La vie peut être un printemps. Mais elle peut aussi être effroyablement sibérienne. La cruauté de la vie n'a pas à être rappelée. Pour les philosophes du sens de la vie, le bonheur a quelques choses d'exceptionnel, de gratuit, de forfuit, il ne peut être produit, aménagé, assuré, il peut au plus être espéré, et surtout pour les autres.

Raymond Aron a raison d'écrire qu'on ne vit pas sur commande des moments parfaits (dans ses Mémoires (1983), un livre qui m'a d'ailleurs fortement marqué)

En fait, le bonheur est toujours celui des autres, car nous sommes effectivement à même de les rendre moins malheureux. Kant a dit avec justesse que si nous ne pouvons viser notre propre bonheur, nous pouvons toutefois nous rendre "digne d'être heureux" en visant justement le bonheur d'autrui. Cette notion du Bien a été cristalisée par Platon et repris par la plupart des religions.

L'idée de Jean Grondin (professeur de philosophie à l'Université de Montréal), assez fulgurante, est la suivante:

"Si j'avais à répondre à la question du sens de la vie, sans y aller par quatre chemins, j'aimerais dire que le sens de notre vie est de vivre comme si notre vie devait être jugée. "

Platon était convaincu que la vie n'a que de sens que si elle se sait confrontée à un tel jugement, à un examen, qui est aussi et surtout un examen de soi par soi.

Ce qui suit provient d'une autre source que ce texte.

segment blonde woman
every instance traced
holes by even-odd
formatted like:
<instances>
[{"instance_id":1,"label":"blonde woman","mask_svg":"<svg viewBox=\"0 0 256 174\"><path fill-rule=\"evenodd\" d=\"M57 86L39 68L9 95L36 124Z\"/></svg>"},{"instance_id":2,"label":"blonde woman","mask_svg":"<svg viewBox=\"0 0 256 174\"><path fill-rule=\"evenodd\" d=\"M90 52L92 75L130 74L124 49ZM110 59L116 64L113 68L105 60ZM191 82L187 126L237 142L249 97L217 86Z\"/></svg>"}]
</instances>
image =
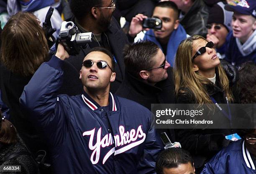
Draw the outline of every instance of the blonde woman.
<instances>
[{"instance_id":1,"label":"blonde woman","mask_svg":"<svg viewBox=\"0 0 256 174\"><path fill-rule=\"evenodd\" d=\"M177 103L202 105L234 102L228 79L213 47L212 42L197 35L180 44L174 69ZM222 112L215 115L220 124L228 120L230 113L227 112L228 115ZM177 140L194 157L198 172L208 159L228 144L225 135L231 132L228 129L195 129L178 130L176 133Z\"/></svg>"}]
</instances>

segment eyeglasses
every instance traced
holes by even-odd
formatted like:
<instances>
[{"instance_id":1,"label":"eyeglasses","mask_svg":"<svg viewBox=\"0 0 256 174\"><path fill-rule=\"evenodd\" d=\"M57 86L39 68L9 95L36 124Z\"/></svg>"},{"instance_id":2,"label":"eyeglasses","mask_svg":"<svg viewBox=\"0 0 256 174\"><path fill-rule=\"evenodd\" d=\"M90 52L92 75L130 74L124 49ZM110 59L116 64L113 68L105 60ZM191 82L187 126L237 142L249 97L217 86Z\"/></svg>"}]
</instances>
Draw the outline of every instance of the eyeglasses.
<instances>
[{"instance_id":1,"label":"eyeglasses","mask_svg":"<svg viewBox=\"0 0 256 174\"><path fill-rule=\"evenodd\" d=\"M246 140L250 144L256 144L256 138L246 138Z\"/></svg>"},{"instance_id":2,"label":"eyeglasses","mask_svg":"<svg viewBox=\"0 0 256 174\"><path fill-rule=\"evenodd\" d=\"M212 48L213 47L214 45L214 44L212 42L209 42L206 44L205 47L201 47L200 48L198 51L197 51L197 52L195 53L195 55L192 58L193 60L195 59L195 58L197 57L197 56L199 56L200 55L202 55L205 52L206 52L206 47L208 47L208 48Z\"/></svg>"},{"instance_id":3,"label":"eyeglasses","mask_svg":"<svg viewBox=\"0 0 256 174\"><path fill-rule=\"evenodd\" d=\"M221 25L215 24L213 24L213 25L211 24L207 24L205 27L206 27L206 28L207 29L210 29L212 28L212 25L214 25L214 29L215 30L220 30L220 28L221 28Z\"/></svg>"},{"instance_id":4,"label":"eyeglasses","mask_svg":"<svg viewBox=\"0 0 256 174\"><path fill-rule=\"evenodd\" d=\"M96 65L97 65L97 67L100 69L105 69L107 66L108 66L108 67L109 67L110 69L111 70L111 71L114 72L114 71L113 71L112 69L108 65L108 64L106 62L102 61L100 61L99 62L93 62L91 60L84 60L83 62L83 66L84 66L87 68L90 68L92 66L95 62L97 63Z\"/></svg>"},{"instance_id":5,"label":"eyeglasses","mask_svg":"<svg viewBox=\"0 0 256 174\"><path fill-rule=\"evenodd\" d=\"M110 7L97 7L98 8L113 9L113 8L115 8L115 2L114 2L114 1L112 0L112 1L111 1L111 3L110 5Z\"/></svg>"},{"instance_id":6,"label":"eyeglasses","mask_svg":"<svg viewBox=\"0 0 256 174\"><path fill-rule=\"evenodd\" d=\"M166 62L166 59L165 59L164 60L164 62L163 62L163 64L161 65L160 66L156 67L155 68L148 68L148 69L147 69L145 70L154 70L154 69L159 68L163 68L163 69L164 69L164 67L165 66L165 62Z\"/></svg>"}]
</instances>

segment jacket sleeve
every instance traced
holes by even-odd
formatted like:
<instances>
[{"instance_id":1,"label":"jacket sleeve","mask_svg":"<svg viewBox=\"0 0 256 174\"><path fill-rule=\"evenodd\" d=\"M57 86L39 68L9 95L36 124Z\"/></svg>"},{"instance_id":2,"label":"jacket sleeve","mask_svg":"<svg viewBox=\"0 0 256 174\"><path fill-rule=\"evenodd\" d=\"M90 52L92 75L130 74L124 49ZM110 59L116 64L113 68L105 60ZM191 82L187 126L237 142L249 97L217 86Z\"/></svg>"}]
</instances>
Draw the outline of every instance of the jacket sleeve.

J'imagine avec sourire un tribunal composé d'êtres de grande bonté...qui jugerait de ma vie, errements, gestes égoïstes et fragilités...oups! Y a-t-il une note de passage? Est-ce que ma mère pourrait être mise à contribution? Pas évident indeed!!!

Toutefois la vie humaine doit s'accomoder d'un sens qui ne sera jamais une assurance, mais qui peut contribuer à faire de nous des êtres meilleurs, voués au Bien, en commençant pas celui des autres.

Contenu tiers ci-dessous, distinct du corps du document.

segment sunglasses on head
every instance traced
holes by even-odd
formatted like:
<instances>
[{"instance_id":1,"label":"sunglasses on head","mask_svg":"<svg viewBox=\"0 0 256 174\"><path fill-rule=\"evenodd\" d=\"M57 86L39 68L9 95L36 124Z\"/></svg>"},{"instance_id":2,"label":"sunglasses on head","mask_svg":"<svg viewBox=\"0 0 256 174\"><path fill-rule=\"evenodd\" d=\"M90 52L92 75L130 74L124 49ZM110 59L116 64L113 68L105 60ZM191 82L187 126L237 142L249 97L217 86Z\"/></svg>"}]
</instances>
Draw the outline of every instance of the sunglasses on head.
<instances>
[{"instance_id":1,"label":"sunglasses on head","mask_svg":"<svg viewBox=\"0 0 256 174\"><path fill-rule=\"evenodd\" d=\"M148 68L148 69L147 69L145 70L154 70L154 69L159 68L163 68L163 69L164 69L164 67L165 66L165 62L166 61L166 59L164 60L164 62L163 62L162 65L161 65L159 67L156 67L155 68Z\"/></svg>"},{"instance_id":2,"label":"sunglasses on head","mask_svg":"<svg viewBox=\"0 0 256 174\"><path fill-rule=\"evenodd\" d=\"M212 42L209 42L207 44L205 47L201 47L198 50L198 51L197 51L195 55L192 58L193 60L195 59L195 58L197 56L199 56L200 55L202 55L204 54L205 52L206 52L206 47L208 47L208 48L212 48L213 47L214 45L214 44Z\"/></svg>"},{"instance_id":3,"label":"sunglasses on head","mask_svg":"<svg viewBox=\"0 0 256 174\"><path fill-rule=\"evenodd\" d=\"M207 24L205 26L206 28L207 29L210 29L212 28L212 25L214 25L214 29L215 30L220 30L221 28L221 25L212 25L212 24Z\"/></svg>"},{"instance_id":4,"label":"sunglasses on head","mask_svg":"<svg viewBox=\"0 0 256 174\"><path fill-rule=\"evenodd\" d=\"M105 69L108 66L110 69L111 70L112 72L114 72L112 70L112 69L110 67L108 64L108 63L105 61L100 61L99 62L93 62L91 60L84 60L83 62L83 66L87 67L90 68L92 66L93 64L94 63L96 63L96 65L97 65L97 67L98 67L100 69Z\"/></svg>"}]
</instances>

La vie qui a du sens--en latin, on dirait la vie qui sapit, qui a de la saveur--est la vie qui s'engage dans un sens qui la dépasse. Cette vie qui a saveur de sens est peut-être le plus exaltant espoir de l'homo sapiens (toujours selon Grondin).

Bien-sûr tout cela sans trop s'oublier, en demeurant un être signifiant et original...

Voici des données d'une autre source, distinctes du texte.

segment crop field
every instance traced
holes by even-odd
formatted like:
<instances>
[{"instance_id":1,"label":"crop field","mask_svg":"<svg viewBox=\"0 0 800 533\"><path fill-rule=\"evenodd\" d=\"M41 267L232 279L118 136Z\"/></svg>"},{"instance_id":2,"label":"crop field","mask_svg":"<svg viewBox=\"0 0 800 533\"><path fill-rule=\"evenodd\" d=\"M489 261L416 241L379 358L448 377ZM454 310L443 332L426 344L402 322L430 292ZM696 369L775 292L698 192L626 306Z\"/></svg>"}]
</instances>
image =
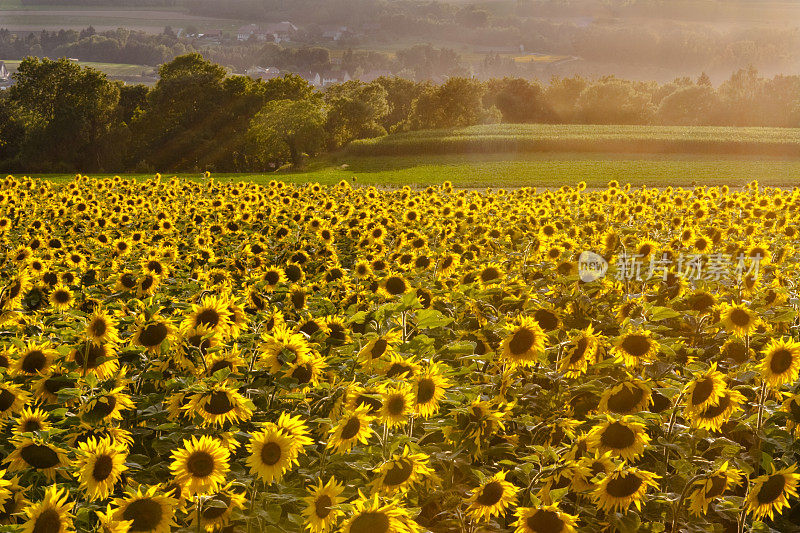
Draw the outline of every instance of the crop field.
<instances>
[{"instance_id":1,"label":"crop field","mask_svg":"<svg viewBox=\"0 0 800 533\"><path fill-rule=\"evenodd\" d=\"M797 190L0 191L4 531L800 525Z\"/></svg>"},{"instance_id":2,"label":"crop field","mask_svg":"<svg viewBox=\"0 0 800 533\"><path fill-rule=\"evenodd\" d=\"M10 73L17 71L21 61L19 60L4 60L6 68ZM110 77L116 76L156 76L157 71L155 67L148 65L131 65L127 63L97 63L94 61L77 61L78 65L82 67L91 67L104 72Z\"/></svg>"},{"instance_id":3,"label":"crop field","mask_svg":"<svg viewBox=\"0 0 800 533\"><path fill-rule=\"evenodd\" d=\"M601 152L800 157L797 128L499 124L353 142L352 155Z\"/></svg>"}]
</instances>

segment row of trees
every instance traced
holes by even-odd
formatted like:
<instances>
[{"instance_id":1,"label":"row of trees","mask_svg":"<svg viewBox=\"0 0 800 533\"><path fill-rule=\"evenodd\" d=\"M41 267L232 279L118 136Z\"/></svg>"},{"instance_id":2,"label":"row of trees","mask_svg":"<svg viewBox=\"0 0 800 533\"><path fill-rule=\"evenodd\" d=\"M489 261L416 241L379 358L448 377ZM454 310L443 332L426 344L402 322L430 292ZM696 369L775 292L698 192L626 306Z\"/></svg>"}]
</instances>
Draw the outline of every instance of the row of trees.
<instances>
[{"instance_id":1,"label":"row of trees","mask_svg":"<svg viewBox=\"0 0 800 533\"><path fill-rule=\"evenodd\" d=\"M27 58L0 93L7 170L267 170L386 133L480 123L800 126L800 76L736 72L672 83L606 77L399 77L316 91L299 76L230 76L197 53L159 69L153 88L109 81L61 59Z\"/></svg>"}]
</instances>

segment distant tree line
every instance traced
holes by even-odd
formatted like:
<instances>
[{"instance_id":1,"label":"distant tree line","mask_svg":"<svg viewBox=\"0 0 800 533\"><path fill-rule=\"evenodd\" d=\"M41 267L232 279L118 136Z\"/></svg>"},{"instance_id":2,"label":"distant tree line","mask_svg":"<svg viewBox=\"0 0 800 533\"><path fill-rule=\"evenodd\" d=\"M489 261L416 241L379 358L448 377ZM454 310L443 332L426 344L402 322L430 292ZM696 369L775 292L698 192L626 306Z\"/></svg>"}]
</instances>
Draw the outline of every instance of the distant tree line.
<instances>
[{"instance_id":1,"label":"distant tree line","mask_svg":"<svg viewBox=\"0 0 800 533\"><path fill-rule=\"evenodd\" d=\"M800 127L800 76L734 73L667 84L615 77L381 77L315 90L296 75L231 76L198 53L152 88L66 59L27 58L0 91L0 167L24 171L264 171L392 132L482 123Z\"/></svg>"}]
</instances>

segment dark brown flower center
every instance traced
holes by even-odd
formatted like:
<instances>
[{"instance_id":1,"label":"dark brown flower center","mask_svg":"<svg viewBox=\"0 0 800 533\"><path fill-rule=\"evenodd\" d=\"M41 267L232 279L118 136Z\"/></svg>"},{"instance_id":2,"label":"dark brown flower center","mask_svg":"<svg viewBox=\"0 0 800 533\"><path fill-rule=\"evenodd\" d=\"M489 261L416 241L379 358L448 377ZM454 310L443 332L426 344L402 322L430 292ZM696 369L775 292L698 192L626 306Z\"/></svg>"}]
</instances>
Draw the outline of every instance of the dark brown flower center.
<instances>
[{"instance_id":1,"label":"dark brown flower center","mask_svg":"<svg viewBox=\"0 0 800 533\"><path fill-rule=\"evenodd\" d=\"M636 442L636 433L620 422L612 422L600 435L603 446L613 450L624 450Z\"/></svg>"},{"instance_id":2,"label":"dark brown flower center","mask_svg":"<svg viewBox=\"0 0 800 533\"><path fill-rule=\"evenodd\" d=\"M205 451L195 451L186 461L186 470L194 477L208 477L214 471L214 458Z\"/></svg>"},{"instance_id":3,"label":"dark brown flower center","mask_svg":"<svg viewBox=\"0 0 800 533\"><path fill-rule=\"evenodd\" d=\"M122 512L123 520L133 520L128 531L152 531L161 524L164 510L152 498L136 500L125 507Z\"/></svg>"},{"instance_id":4,"label":"dark brown flower center","mask_svg":"<svg viewBox=\"0 0 800 533\"><path fill-rule=\"evenodd\" d=\"M261 461L267 466L273 466L281 460L280 445L277 442L267 442L261 447Z\"/></svg>"},{"instance_id":5,"label":"dark brown flower center","mask_svg":"<svg viewBox=\"0 0 800 533\"><path fill-rule=\"evenodd\" d=\"M564 521L558 517L558 513L547 509L537 510L525 524L534 533L560 533L564 527Z\"/></svg>"},{"instance_id":6,"label":"dark brown flower center","mask_svg":"<svg viewBox=\"0 0 800 533\"><path fill-rule=\"evenodd\" d=\"M624 473L608 481L606 492L614 498L627 498L633 496L641 486L642 480L639 476L634 473Z\"/></svg>"},{"instance_id":7,"label":"dark brown flower center","mask_svg":"<svg viewBox=\"0 0 800 533\"><path fill-rule=\"evenodd\" d=\"M503 499L503 485L499 481L492 481L481 491L477 502L484 507L491 507Z\"/></svg>"},{"instance_id":8,"label":"dark brown flower center","mask_svg":"<svg viewBox=\"0 0 800 533\"><path fill-rule=\"evenodd\" d=\"M774 474L767 479L756 494L756 500L760 505L767 505L783 494L783 489L786 487L786 478L783 474Z\"/></svg>"}]
</instances>

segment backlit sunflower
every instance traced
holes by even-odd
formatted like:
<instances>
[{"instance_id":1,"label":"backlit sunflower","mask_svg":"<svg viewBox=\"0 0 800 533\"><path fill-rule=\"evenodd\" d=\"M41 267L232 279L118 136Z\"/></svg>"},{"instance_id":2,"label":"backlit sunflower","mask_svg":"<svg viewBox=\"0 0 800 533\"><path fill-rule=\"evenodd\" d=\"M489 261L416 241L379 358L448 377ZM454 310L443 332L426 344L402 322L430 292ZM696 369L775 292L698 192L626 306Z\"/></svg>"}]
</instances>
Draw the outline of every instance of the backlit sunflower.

Voilà fiston, où j'en suis rendu...le bonheur est dans la bonté!

En attendant d'y arriver, j'irai prendre un petit verre (ou 2) pour réfléchir à la chose... mon tribunal saura bien attendre...

Source principale: Jean Grondin. Du sens de la vie. Bellarmin. 2003

2 commentaires:

Anonyme a dit...

Le sens de la vie apapraît quand on arrive à réunir tous les fils de la vie qu'on a tissée pour n'en faire qu'un.

Anonyme a dit...

Belle synthèse. En très peu de mots, vous avez réussi à me faire réfléchir de façon très intense sur ma vie.